彼の額にも薄い汗が浮かび、声にかすかな苛立ちが混じっている。
「ええ……」
かすれた声で応じるのはセリス。
彼女の左腕は肩から手首まで包帯で覆われ、包帯の下からは淡い黒煙のようなものが漏れることすらあった。
それを見て、部屋の空気が一瞬、固くなる。
「セリス、お前のせいじゃない」
副将ラグナが短く言った。
しかし、セリスは首を横に振る。
「私が……もっと早く止めていれば、あの一撃は避けられた。
私が……判断を誤ったせいで……」
声は震えていたが、瞳の奥は自らを罰する強い決意で光っていた。
戦場で指揮を執る者としての責任感――それが彼女を責め続けている。
沈黙を破ったのは、古参の将ブライドだった。
「……暗黒の力が噛みついた傷は、通常の癒しでは癒えぬ。
わしが若いころにも、似た事例を見た。あのときは……」
ブライドの目が細くなり、声が途切れた。
「……どうなった?」
ラグナが促す。
「助からなかった」
短い言葉が、剣より鋭く心臓に突き刺さる。
セリスは唇をかみしめ、立ち上がった。
「……私、行きます」
「行く?」リュードが眉をひそめる。
「蒼月国に。……あそこに、私の弟子がいる。ユナ・グレイス。
彼女の家系は、暗黒の傷に対する特別な治癒術を代々受け継いでいるはず……」
その声はかすれていたが、目には迷いがなかった。
たとえ国を離れることが危険であっても、彼女にとって仲間の命を救うことが全てだった。
「……行け」
リュードが短く答えた。
「その覚悟があるなら、止めはしない。
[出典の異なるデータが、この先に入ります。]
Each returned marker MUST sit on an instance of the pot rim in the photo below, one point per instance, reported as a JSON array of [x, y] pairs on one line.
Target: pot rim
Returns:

ただ――気をつけろ」
セリスは無言で頷き、部屋を後にした。
背後で、残された者たちは黙って彼女の無事を祈った。
――蒼月国・王都ツキノミヤ
蒼月国でもまた、人々は活気に満ちていた。
新しい市場はリュミエル産の品で賑わい、子どもたちは見慣れぬ菓子を頬張って笑う。
国境の村々では互いの言葉を学び合い、結婚の約束を交わす者すら現れていた。
そんな明るい日常の中、ひとり静かに窓辺に佇む女性がいた。
セリーナ・エリュシオン――かつて帝国五剣将の一角として、名を轟かせた将。
彼女は蒼月国の将ジンのもとに身を寄せ、療養を兼ねて過ごしていた。
窓の外では、市場の喧騒と共に、国民同士が肩を並べて働く姿が見える。
ジンの掲げる「差別のない平和な国」という理想が、確かに形になり始めていた。
「……こんな国、帝国にはなかった」
思わず口にしたその言葉に、胸が少しだけ温かくなる。
だが同時に、胸の奥には苦い影もあった。
――レオナード、ギルベルト。
かつて共に剣を振るった仲間たちの顔が脳裏に浮かぶ。
彼らと刃を交えることになるかもしれないという現実は、いまだ受け入れがたかった。
部屋に入ってきたのは、ジンだった。
「考えていたのか」
低い声だが、責める響きはない。
「……ええ。私は……蒼月国に帰順します」
ジンは小さく頷いた。
「お前がそう決めたなら、歓迎する。だが無理に帝国を憎む必要はない。
お前の剣は、お前が守りたいもののために使えばいい」
その言葉は、不思議なほどすっと胸に落ちた。
帝国で感じた重苦しい鎖とは違う――ここでは、剣を握る理由を自分で選べる。
しかし、レオナードたちとの再会が戦場であるなら――その時、自分は何を選ぶのか。
答えはまだ、霧の向こうにあった。
――数日後
蒼月国の城門に、一人の女性が現れた。
馬上の姿は疲れ切っているが、その瞳は炎のように強い。
セリスだった。
衛兵に事情を告げると、すぐに城内へ案内される。
彼女の目的はただひとつ――ユナ・グレイスに会い、仲間の命を救う術を得ること。